Fiscal cliff part 2 coming in late February

The Senate and the House have passed a compromise bill on the fiscal cliff, averting tax hikes for many Americans. But there’s more drama coming in February, since the bill dodged two big issues.

The House passed the bill on Monday night, before a new set of lawmakers convenes the 113th Congress. The Senate version of the compromise bill was passed in the early hours of New Year’s Day.

Among the eight senators who voted no were three leaders associated with the tea party (Mike Lee, Marco Rubio, and Rand Paul) and Democrats Tom Carper and Tom Harkin.

The House version passed by a vote of 257 to 167, with Speaker John Boehner and Budget chair Paul Ryan voting in favor of the compromise.

The bill includes a tax hike on families making more than $450,000 a year, extensions of unemployment benefits, the death of the Alternative Minimum Tax, no hikes in milk prices, and various tax measures.

The showstopper was the fate of about $100 billion in spending cuts called the sequestration. The compromise pushes back the sequestration deadline by two months, which is the same time the nation’s debt ceiling is expected to be hit.

So in two months, the new, equally partisan Congress will need to tackle two of the biggest issues that made the fiscal cliff such a big economic and political problem.

A third factor will be the issue of tax reform, which is dear to House Speaker John Boehner as a way to fix the nation’s long-term borrowing issues.

The compromise bill is important because it showed the Senate could reach an agreement on something significant, like taxes.

But fiscal cliff part 2 in late February will be the big showdown between Democrats and Republicans—if the House approves the bill negotiated by Vice President Joe Biden and Senate Minority Leader Mitch McConnell.
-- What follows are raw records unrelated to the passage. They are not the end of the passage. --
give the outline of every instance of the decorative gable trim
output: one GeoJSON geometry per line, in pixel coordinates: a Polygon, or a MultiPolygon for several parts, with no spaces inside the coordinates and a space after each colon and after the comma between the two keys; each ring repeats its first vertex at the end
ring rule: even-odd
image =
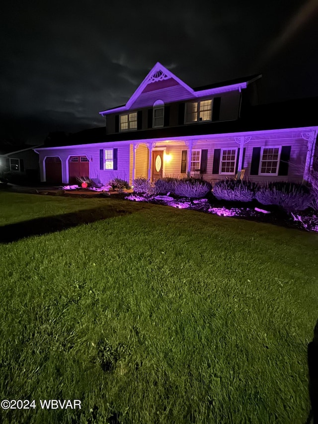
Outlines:
{"type": "Polygon", "coordinates": [[[179,84],[183,88],[189,91],[190,95],[193,95],[194,91],[191,87],[189,87],[185,83],[184,83],[179,78],[178,78],[177,77],[174,75],[174,74],[172,74],[172,72],[170,72],[163,65],[158,62],[130,97],[126,104],[126,107],[129,109],[131,105],[136,101],[138,97],[149,84],[158,82],[159,81],[162,81],[168,80],[169,78],[173,79],[177,84],[179,84]]]}
{"type": "Polygon", "coordinates": [[[116,107],[114,109],[110,109],[108,110],[100,112],[99,114],[103,116],[104,115],[108,115],[109,113],[112,113],[114,112],[120,112],[129,110],[143,91],[147,89],[147,86],[149,84],[157,84],[159,82],[162,81],[167,82],[168,86],[172,86],[170,85],[170,84],[172,84],[173,85],[177,85],[179,84],[189,92],[189,98],[196,96],[193,88],[189,87],[185,83],[184,83],[183,81],[178,78],[176,76],[172,74],[172,72],[170,72],[169,70],[167,69],[163,65],[161,65],[158,62],[149,72],[141,84],[140,84],[138,88],[126,103],[126,105],[118,108],[116,107]]]}

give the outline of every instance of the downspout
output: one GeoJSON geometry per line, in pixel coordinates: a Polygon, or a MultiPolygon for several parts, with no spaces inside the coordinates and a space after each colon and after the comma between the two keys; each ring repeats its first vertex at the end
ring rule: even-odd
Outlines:
{"type": "Polygon", "coordinates": [[[240,118],[240,109],[242,105],[242,90],[240,88],[240,85],[238,87],[238,91],[239,92],[239,101],[238,102],[238,119],[240,118]]]}
{"type": "Polygon", "coordinates": [[[317,138],[318,129],[313,133],[303,133],[302,137],[305,140],[307,140],[307,155],[306,156],[306,162],[304,170],[304,177],[303,183],[306,183],[309,181],[310,172],[313,169],[313,163],[315,156],[315,141],[317,138]]]}

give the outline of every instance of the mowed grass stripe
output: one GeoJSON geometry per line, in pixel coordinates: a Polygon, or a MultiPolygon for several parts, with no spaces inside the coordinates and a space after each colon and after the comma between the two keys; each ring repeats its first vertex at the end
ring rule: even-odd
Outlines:
{"type": "Polygon", "coordinates": [[[316,235],[124,200],[22,196],[28,219],[48,204],[52,214],[51,199],[58,214],[121,215],[0,245],[1,398],[82,401],[3,422],[306,421],[316,235]]]}

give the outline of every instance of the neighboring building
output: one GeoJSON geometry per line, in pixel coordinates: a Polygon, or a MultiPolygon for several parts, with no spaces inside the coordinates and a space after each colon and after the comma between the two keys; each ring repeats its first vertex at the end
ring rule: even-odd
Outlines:
{"type": "Polygon", "coordinates": [[[40,180],[39,157],[34,151],[37,146],[14,146],[9,143],[0,145],[0,174],[13,182],[21,179],[40,180]]]}
{"type": "Polygon", "coordinates": [[[41,181],[200,175],[213,184],[242,169],[251,181],[306,180],[317,99],[258,105],[261,77],[193,89],[158,63],[125,105],[99,112],[103,135],[82,132],[69,145],[35,149],[41,181]]]}

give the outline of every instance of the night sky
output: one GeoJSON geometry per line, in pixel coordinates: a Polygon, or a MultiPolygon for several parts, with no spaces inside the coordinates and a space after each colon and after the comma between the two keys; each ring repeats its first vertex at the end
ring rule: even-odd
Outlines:
{"type": "Polygon", "coordinates": [[[41,0],[0,7],[0,140],[104,125],[159,62],[192,87],[263,74],[318,95],[318,0],[41,0]]]}

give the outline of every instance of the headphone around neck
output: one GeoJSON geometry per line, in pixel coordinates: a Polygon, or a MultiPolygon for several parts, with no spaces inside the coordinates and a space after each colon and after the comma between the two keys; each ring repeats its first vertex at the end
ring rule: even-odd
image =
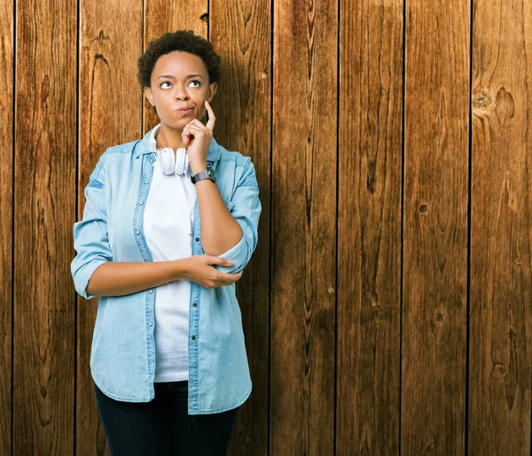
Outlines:
{"type": "Polygon", "coordinates": [[[176,154],[171,147],[158,149],[157,155],[161,158],[165,174],[184,174],[189,167],[188,153],[184,147],[177,149],[176,154]]]}

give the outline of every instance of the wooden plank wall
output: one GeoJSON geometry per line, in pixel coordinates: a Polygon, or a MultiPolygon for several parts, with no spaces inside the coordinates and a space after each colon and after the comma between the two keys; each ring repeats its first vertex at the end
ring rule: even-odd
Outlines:
{"type": "Polygon", "coordinates": [[[72,227],[180,28],[262,204],[230,454],[530,454],[531,2],[13,0],[0,27],[0,454],[109,454],[72,227]]]}

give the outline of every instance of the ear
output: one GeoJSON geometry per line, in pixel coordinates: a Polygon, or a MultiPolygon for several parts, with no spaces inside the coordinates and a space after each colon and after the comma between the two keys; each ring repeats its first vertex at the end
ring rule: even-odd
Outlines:
{"type": "Polygon", "coordinates": [[[217,89],[218,89],[218,84],[216,84],[215,82],[212,82],[208,85],[208,93],[207,95],[207,101],[208,101],[209,103],[211,102],[211,100],[215,97],[215,94],[216,93],[217,89]]]}
{"type": "Polygon", "coordinates": [[[152,92],[151,87],[145,87],[145,96],[152,104],[152,106],[155,105],[155,100],[153,99],[153,92],[152,92]]]}

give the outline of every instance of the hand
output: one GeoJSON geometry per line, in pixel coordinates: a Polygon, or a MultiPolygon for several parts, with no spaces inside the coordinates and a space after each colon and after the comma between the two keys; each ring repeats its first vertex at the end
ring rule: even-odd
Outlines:
{"type": "Polygon", "coordinates": [[[194,174],[207,169],[207,154],[213,139],[213,129],[216,120],[207,100],[205,100],[205,107],[208,112],[207,125],[203,125],[198,119],[192,119],[184,127],[181,134],[194,174]]]}
{"type": "Polygon", "coordinates": [[[237,274],[225,274],[218,271],[212,265],[231,266],[233,264],[232,261],[220,257],[193,255],[183,261],[185,262],[185,278],[209,290],[231,285],[244,274],[244,271],[237,274]]]}

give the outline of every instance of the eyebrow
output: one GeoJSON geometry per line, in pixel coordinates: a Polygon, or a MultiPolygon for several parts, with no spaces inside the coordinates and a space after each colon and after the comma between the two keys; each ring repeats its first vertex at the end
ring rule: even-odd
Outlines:
{"type": "MultiPolygon", "coordinates": [[[[203,79],[203,76],[201,76],[201,74],[187,74],[186,79],[194,78],[196,76],[203,79]]],[[[160,79],[160,78],[176,79],[172,74],[163,74],[162,76],[159,76],[157,79],[160,79]]]]}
Some Republicans will demand significant spending cuts to social programs like Medicare, Medicaid, and Social Security as a tradeoff for accepting tax increases.

Their leverage will be an extension of the debt ceiling, which caps how much money the government can borrow to stay in business. And House Republicans will demand that guarantees about tax reform will be met by Democrats.

Markets reacted badly in the summer of 2011 when Congress deadlocked on those issues, and the fiscal cliff was part of the pact to extend the debt ceiling.

The debate about Social Security in recent weeks has centered on cost-of-living allowances.

But Medicare, Medicaid, and parts of the Affordable Care Act will be in the mix as Congress and the White House debate spending cuts into early March.

President Obama made it clear in recent comments that revenues from tax reform should go to pay for entitlement spending, which is not exactly what fiscal conservatives want–or would vote for in two months.

In August 2011, when Congress hammered out the debt-ceiling compromise, Standard & Poor’s issued its first-ever downgrade of the United States’ sovereign debt.

Two other agencies, Moody’s and Fitch, warned late last year that another debt downgrade was possible if the all of the fiscal cliff issues weren’t resolved.

The two groups didn’t join S&P in the 2011 downgrade.